Tunisia found itself in the biggest political turmoil since 2011 as the President ousted the government. Some fear gains of the revolution are at stake.

A police officer pushes back supporters of Tunisia's biggest political party, Ennahda, as they attempt to reach the parliament building in Tunis, Tunisia July 26, 2021.
Reuters

A police officer pushes back supporters of Tunisia's biggest political party, Ennahda, as they attempt to reach the parliament building in Tunis, Tunisia July 26, 2021.

Tunisian President Kais Saied sacked the Prime Minister, ousted the elected government, and froze the parliament in a move that caused the biggest political crisis in the country since the 2011 revolution.

His critics quickly called the escalation ‘a coup,’ as military vehicles surrounded the parliament and state television building. Saied warned that armed forces would respond to anyone who thinks of resorting to violence. Parliament Speaker Rached Ghannouchi said it was an assault on democracy.

Here’s what you need to know about Tunisia's decade long experiment with democracy following the revolution. 

Demands of the revolution

It started with an act of self-immolation in December 2010. Mohamed Bouazizi, a young vendor who always faced police intimidation as he struggled to sell fruits, set himself alight, triggering a widespread protest movement that took the shape of a revolution by the spring of 2011. It brought the grudges caused by gruelling unemployment to the surface as well as corruption, repression, and decades of rule of autocratic leaders. 

As protests morphed into a massive revolt backed by "a silent majority", President Zine El Abidine Ben Ali’s long rule that lasted 23 years finally came to an end.

The protesters' demands were clear: a complete overhaul of the system they saw as the root of the country's long-running problems.

Ten months after the self-immolation of the fruit seller, Tunisians held a free and fair election for the first time. Ennahdha party which was banned before the revolution emerged as a leading political front. It stitched together a coalition to form the government and drafted a new constitution. The party has been a consistent part of coalition governments ever since.

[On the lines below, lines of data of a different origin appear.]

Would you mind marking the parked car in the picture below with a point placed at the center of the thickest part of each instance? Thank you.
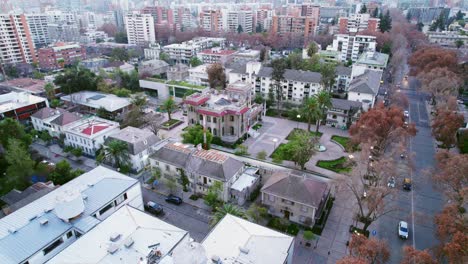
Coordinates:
(154, 208)
(407, 184)
(403, 229)
(174, 199)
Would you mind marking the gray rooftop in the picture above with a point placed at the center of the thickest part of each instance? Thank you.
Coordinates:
(99, 186)
(345, 104)
(137, 139)
(293, 75)
(296, 188)
(342, 70)
(368, 83)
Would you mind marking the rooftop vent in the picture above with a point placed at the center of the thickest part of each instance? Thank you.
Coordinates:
(128, 242)
(44, 221)
(112, 248)
(114, 237)
(244, 250)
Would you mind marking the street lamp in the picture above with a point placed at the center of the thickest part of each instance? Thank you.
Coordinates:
(274, 141)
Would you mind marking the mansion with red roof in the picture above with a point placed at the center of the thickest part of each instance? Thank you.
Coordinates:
(227, 114)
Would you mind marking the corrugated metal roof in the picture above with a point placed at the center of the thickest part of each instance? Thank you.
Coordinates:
(97, 187)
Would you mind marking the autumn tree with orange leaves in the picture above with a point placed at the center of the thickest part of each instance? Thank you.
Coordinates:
(366, 251)
(445, 126)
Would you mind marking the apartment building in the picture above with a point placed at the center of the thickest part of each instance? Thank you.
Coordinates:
(140, 29)
(295, 86)
(43, 228)
(183, 52)
(60, 54)
(17, 45)
(235, 20)
(297, 198)
(302, 25)
(351, 47)
(141, 144)
(216, 55)
(89, 134)
(357, 23)
(20, 105)
(343, 113)
(211, 20)
(54, 121)
(39, 29)
(204, 168)
(228, 114)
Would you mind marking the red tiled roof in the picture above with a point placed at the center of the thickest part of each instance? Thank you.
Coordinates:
(93, 129)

A national constituent assembly that was selected during the poll was tasked to write the new constitution. 

In January 2014, the parliament passed a constitution determining the rules of a new political era as it split power between the president and prime minister.

The constitution vs Saied’s aspirations

The following years, however, have been rough for the country. Daesh carried out dramatic terrorist attacks in the country, challenging the fragile democratic transition. The army managed to turn the tide in favour of the government, yet the discontent with the government grew amidst economic hardship.

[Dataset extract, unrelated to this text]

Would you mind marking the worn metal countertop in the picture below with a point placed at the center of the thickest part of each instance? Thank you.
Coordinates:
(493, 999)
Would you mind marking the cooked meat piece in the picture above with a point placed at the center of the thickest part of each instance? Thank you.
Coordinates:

Saied, who was a political outsider before, was then elected as president in 2019 following a parliamentary election. A further challenge to the fractured political system emerged as the country was hit hard by the Covid-19 pandemic. 

Today, Saied assumes executive authority, with the assistance of a new prime minister. 

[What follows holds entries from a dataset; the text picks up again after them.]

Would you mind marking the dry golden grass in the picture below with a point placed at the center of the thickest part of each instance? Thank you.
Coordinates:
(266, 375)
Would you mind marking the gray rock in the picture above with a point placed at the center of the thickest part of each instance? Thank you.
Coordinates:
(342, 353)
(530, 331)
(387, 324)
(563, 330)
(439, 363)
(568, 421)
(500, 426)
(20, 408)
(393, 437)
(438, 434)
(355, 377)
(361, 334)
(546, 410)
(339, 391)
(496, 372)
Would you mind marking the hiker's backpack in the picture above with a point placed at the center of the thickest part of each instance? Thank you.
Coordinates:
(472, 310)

“We took these decisions so that social peace returns to Tunisia and that we save the country,” he said.

Some celebrated Saied’s move as they saw a solution to simmering problems: a hammered economy and in addition to declining state services and unemployment problems.

Reports on the other hand suggested that his plan to carry out an alleged coup and center himself as the main authority in the country under a national emergency was in the making for some time.

According to Article 80 of the country’s 2014 constitution, the president is not authorised to dissolve the parliament and says the Speaker of Parliament and parliament members should be involved in the decision regarding the changes.

“The President of the Republic, in a state of imminent danger threatening the integrity of the country and the country’s security and independence, is entitled to take the measures necessitated by this exceptional situation, after consulting the Prime Minister and the Speaker of the Cabinet,” the article reads.

“...thirty days after implementation of these measures, the Constitutional Court, at the request of the Speaker of the Parliament or 30 of its members, is entrusted with a decision on the continuation of the exceptional situation or not,” it says.

Saied claimed the changes he made are in line with the constitution but the critics insist it went far beyond what it allows amidst lack of approvals of the prime minister who was sacked and parliament speaker who vehemently objects to the new measures.

Almost four months before his escalation, Saied blocked the parliament’s efforts to create a constitutional court. If set up, the court would be a major success towards the democratic ideal that was laid out during the 2011 revolution and would adjudicate constitutional disputes.